Honnetement, j'en ai plus rien à foutre. De moi, de lui, de vous. Les gens me fatiguent, m'agacent. J'ai passé deux ans de ma vie à me détruire pour le regard des autres. Et finalement, se rendre compte que les gens sont réellement incapables de vous aimer pour ce que vous êtes, ça fait mal. Trop mal. Alors stop. Il y a toujours un moment dans la vie où on se rend compte qu'il faut tourner déchirer des pages pour avancer. Oublier, fuir. Appellez ça comme vous voudrez. Non, je ne suis pas courageuse. Je préfère fuir mes problèmes plutôt que les affronter. Pathétique mais personne ne change jamais, que voulez vous. Vodka, cul sec, joint. On aime ça, on rigole. J'étais heureuse à ce moment précis. Quand j'étais avec vous, déchirée, allongée sur ce sol froid. En mode Mikado, comme elle dit. J'ai ris, ris, ris et encore ris. C'était réellement ce dont j'avais besoin. Mes meilleures amies, et du bonheur à l'état pur. Du bonheur à vingt euros la barrette, certe. Je n'arrète pas ce blog, parce que finalement, il a toujours était là. Mais j'ai, encore, changé d'adresse msn. Je ne donne plus mon adresse à n'importe qui, je n'ajoute désormais que les personnes que je connais, ou que je n'ai réellement pas envie de perdre, pour X raisons. Les autres, niquezdoncvosmeres. Je ne ferai pas ma rentrée au lycée Maurive Genevoix en septembre cette année. Du moins jusqu'à Janvier. Je n'aurai donc plus internet pendant ces trois mois. Mais c'était la seule solution. Je n'ai pas encore les résultats de mon bac, que j'attends pourtant avec impatience, c'te blague. L'été s'annonce long. Finalement, j'ai envie de partir loin. Que toute cette merde s'arrète pour de bon. Que je devienne amnésique. Le passé c'est le passé mais pour l'instant il détruit mon présent.
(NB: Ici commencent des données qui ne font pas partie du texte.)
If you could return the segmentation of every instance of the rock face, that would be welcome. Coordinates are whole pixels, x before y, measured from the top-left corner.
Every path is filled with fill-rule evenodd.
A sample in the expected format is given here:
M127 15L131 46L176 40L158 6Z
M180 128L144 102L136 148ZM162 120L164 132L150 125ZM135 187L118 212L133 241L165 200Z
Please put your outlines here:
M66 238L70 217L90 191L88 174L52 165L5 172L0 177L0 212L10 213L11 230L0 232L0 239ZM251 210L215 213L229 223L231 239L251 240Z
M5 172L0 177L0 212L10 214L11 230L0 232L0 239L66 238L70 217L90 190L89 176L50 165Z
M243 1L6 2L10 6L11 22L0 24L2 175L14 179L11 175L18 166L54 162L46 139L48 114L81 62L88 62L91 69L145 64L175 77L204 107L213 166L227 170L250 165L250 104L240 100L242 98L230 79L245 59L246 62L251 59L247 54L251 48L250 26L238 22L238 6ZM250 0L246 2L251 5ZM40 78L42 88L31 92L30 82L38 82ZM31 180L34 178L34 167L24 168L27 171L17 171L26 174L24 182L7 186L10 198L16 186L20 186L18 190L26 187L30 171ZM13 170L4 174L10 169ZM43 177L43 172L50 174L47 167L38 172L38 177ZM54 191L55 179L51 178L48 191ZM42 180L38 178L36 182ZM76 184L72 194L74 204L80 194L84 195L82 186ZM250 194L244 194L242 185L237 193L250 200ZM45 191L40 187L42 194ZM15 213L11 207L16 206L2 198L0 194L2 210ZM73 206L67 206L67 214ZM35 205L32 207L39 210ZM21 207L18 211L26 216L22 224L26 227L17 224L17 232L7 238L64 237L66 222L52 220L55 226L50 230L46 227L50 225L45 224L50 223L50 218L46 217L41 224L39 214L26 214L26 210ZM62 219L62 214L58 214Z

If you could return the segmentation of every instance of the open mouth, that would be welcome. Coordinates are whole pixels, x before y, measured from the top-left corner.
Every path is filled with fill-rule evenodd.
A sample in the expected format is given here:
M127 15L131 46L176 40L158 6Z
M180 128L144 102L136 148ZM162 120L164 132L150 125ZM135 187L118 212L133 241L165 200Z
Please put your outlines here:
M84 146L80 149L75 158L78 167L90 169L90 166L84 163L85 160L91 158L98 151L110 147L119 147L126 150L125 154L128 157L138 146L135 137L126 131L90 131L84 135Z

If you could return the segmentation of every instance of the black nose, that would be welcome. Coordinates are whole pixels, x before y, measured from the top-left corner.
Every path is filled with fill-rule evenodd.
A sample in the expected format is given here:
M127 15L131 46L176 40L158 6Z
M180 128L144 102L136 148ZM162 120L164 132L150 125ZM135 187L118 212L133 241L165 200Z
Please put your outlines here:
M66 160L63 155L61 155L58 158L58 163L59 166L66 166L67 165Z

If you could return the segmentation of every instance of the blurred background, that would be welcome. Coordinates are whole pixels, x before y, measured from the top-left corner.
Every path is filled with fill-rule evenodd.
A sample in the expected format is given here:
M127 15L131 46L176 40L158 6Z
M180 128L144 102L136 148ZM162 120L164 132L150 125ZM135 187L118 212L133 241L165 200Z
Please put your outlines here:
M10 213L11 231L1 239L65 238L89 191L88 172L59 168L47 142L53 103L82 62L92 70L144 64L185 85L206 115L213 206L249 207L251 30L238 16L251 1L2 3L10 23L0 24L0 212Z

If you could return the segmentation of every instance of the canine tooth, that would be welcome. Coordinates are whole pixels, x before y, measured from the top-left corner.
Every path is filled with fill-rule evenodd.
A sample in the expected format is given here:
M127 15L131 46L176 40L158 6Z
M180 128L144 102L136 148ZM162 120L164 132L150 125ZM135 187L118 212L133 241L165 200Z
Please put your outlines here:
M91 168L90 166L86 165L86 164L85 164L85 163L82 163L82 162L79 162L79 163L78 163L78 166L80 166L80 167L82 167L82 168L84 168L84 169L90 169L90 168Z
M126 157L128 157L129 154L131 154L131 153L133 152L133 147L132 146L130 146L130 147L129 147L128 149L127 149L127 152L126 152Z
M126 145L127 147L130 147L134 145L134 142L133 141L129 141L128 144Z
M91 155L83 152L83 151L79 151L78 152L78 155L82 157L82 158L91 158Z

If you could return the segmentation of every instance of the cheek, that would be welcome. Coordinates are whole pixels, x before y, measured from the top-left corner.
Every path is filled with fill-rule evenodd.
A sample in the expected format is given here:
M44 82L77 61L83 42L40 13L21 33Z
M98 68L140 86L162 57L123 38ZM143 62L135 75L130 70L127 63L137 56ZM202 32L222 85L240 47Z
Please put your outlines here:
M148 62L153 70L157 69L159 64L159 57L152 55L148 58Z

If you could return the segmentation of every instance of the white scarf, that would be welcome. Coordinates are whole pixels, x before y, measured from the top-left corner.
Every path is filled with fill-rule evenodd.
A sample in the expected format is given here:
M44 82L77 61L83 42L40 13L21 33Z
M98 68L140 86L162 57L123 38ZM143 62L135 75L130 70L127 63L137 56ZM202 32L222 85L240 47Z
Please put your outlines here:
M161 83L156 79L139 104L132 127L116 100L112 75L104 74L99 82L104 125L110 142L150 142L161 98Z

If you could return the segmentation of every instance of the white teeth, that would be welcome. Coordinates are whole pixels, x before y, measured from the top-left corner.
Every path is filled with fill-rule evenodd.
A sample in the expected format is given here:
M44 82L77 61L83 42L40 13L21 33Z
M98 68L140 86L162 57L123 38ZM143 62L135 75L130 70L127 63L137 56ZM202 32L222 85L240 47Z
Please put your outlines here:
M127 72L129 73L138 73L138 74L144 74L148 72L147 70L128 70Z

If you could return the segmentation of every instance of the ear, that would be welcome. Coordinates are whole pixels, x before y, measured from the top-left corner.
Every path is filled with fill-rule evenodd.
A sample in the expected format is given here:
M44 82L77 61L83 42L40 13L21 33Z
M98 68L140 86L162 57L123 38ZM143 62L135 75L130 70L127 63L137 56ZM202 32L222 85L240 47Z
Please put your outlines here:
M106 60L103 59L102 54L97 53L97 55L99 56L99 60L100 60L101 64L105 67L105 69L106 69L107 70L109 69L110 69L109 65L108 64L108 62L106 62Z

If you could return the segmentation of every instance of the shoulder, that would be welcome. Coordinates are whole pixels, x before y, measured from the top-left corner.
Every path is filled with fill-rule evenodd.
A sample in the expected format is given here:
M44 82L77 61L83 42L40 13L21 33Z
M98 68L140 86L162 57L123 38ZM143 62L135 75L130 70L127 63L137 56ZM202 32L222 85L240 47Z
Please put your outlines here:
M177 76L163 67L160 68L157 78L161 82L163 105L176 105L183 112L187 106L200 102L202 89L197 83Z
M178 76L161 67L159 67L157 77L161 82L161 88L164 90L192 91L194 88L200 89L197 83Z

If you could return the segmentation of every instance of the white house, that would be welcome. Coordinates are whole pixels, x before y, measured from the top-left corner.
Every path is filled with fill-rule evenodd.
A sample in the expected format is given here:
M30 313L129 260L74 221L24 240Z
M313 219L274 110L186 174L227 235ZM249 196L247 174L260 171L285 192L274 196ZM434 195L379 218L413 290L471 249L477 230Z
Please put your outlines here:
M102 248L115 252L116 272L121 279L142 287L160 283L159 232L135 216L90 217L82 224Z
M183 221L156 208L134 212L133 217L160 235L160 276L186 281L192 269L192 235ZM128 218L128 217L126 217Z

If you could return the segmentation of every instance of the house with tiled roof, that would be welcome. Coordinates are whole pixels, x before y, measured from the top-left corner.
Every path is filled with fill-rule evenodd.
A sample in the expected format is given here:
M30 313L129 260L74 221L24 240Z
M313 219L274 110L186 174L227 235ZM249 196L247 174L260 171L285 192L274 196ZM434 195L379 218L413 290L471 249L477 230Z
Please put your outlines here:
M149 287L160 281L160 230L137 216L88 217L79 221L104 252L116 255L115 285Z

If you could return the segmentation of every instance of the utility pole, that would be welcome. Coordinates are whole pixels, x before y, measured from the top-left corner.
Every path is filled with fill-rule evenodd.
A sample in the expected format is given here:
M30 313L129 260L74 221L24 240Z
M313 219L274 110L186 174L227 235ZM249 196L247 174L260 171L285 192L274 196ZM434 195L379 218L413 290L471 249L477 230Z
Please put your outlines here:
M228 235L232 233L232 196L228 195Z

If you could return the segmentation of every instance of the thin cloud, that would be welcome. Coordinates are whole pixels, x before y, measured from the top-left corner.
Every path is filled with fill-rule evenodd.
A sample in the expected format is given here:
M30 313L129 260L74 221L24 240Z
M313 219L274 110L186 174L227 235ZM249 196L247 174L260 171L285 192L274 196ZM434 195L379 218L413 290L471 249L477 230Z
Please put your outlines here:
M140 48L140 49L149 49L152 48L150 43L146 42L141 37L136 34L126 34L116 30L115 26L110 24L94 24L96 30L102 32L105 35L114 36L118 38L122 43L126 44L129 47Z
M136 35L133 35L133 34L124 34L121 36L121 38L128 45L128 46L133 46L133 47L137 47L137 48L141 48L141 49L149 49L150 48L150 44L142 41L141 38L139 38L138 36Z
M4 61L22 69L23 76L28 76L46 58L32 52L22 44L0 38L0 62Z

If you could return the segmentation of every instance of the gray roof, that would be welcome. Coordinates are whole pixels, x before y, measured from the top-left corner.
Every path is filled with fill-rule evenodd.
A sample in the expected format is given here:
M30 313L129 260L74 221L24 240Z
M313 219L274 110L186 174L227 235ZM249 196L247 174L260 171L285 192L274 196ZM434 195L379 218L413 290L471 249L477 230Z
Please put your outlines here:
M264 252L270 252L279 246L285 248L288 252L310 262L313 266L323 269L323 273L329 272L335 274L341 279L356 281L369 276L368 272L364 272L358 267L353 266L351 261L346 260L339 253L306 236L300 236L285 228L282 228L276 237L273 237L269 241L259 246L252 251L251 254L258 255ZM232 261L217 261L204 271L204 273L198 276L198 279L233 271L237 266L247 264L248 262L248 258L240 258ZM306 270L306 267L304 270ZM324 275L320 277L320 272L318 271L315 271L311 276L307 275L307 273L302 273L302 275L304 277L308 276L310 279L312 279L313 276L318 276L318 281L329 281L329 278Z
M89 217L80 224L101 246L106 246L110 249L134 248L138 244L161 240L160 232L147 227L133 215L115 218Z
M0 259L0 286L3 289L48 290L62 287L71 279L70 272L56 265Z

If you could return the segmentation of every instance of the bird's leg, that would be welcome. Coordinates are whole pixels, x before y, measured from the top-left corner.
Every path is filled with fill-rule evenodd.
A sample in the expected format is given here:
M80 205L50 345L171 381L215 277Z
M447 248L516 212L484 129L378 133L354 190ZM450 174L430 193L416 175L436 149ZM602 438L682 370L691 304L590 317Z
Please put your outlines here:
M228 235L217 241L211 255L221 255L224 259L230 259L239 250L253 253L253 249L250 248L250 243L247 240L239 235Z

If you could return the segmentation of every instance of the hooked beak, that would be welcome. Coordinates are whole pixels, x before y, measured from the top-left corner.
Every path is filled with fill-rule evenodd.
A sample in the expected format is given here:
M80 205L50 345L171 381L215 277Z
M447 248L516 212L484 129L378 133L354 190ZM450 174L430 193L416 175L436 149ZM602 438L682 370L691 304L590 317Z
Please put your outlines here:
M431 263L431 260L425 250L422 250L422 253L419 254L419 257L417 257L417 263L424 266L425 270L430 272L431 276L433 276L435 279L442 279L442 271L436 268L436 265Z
# Posté le lundi 03 juillet 2006 15:29
Modifié le lundi 29 juin 2009 08:26

Les mensonges, les regrets, tout ce que je hais.

Des souvenirs désordonnés, et cette sensation au creux du ventre lorsque je les évoque. Un entrelacs de rires, de jambes, de fumée. Mes mains crispées sur sa peau, sa voix qui me rend folle, l'obscurité radieuse qui règne dans sa chambre quand je suis dans ses bras, nos discussions exaltées et nos inlassables étreintes, l'oubli total de ce monde insignifiant, juste lui, juste moi... Nos membres confondus, nos rires accordées. Et noyer mon regard dans ses yeux limpides. Et offrir mon cou à ses lèvres avides. Allumer des cigarettes que l'on fume à deux, ne plus rien désirer, ne plus rien redouter, l'imperfectible satiété du corps à corps, du coeur à coeur, bercé par la musique. Délicieuse lassitude, nos êtres gisent côte à côte, en silence. Et exultent uniquement d'être ensemble. Lui, jouant négligemment avec mes cheveux, moi promenant mes doigts le long de la courbure de ses reins. Des frissons, et la force tranquille de son corps étendu dont le seul contact me brûle la peau et l'âme. Non, je n'ai peur de rien quand je suis dans ses bras. De rien. Je fais de mon souffle l'écho des battements de son coeur, de sa jambe qui m'entoure une chaîne indéfectible. Je le regarde, et l'ombre de ses cils sur sa joue, sa moue d'enfant, sa main abandonnée, déchaînent en moi des passions disproportionnées... Moi qui fuyais l'amour, qui le fustigeais à l'envie. C'était sans compter avec son existance, à lui.